The department of history and political science ended the year-long lecture series about World War II focusing on Yom Hashoah, or Holocaust Remembrance Day.
The lecture took place on Monday, April 23 in the Student Union Theatre for students to learn about why it is important to remember the Holocaust.
Having gone to the 22nd Annual Summer Holocaust and Jewish Civilization Institute to gather information about the Holocaust, Instructor of History Dr. Craig Saucier spoke on the importance of not denying the Holocaust like many have tried to do throughout the years since.
“Yom Hashoah is a Jewish holiday that commerates the memory of those who perished, so it is directly related,” said Saucier. “What I do is I talk about Holocaust denial because what Holocaust denial does is to undermine the memory of those people, and what I was saying at the end is a quote, ‘By denying the Holocaust, we kill these people for a second time,’ and our job is to remember so that this won’t happen again.”
Saucier explained that what the deniers or revisionist were trying to accomplish in their attempt to discredit the Holocaust “was an assault on history” and why people should care about the impact deniers have had.
“Lots of these people have advance academic degrees,” said Saucier. “Lots of these guys possess an authoritative command of historical facts and detail related to the Holocaust. The movement is dangerous precisely because these guys, these people, endeavored to rewrite history for personal and political objectives to justify and to rationalize their political ideology.”
Revisionists, which confers an academic sense of legitimacy, sounding more respectable is why deniers went by this title instead of deniers. The Institute for Historical Review and the Journal of Historical Review were both designed to sound academically legitimate to help the deniers’ cause. They were later discredited by the American Historical Association.
“In the beginning of the '90s, deniers did become a lot more successful in becoming more and more visible in getting their message out there,” said Saucier. “They were appearing on TV talk shows in the middle of the afternoon. They were putting advertisements in college newspapers, and that was stirring up a tremendous amount of controversy and comment and debate on college campuses.”
Saucier discussed the findings of a report on the lack of knowledge among Americans regarding the Holocaust.

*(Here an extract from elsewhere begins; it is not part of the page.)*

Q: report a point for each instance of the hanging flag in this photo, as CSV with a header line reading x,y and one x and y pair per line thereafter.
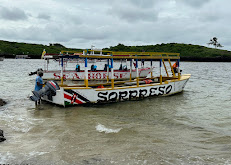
x,y
44,52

"One-third of all Americans in general and 41 percent of millennials believe that the number of Jews who were killed during the Holocaust was quote, ‘substantially less than 6 million,'" said Saucier. "The number they believe is about 2 million. Furthermore, the second key finding, the report also revealed that approximately 41 percent of all Americans in general and 66 percent of millennials have no idea what Auschwitz was.”
A new course offered by the university history and political science department will be available for enrollment beginning in the fall 2019 semester to educate students on the Holocaust.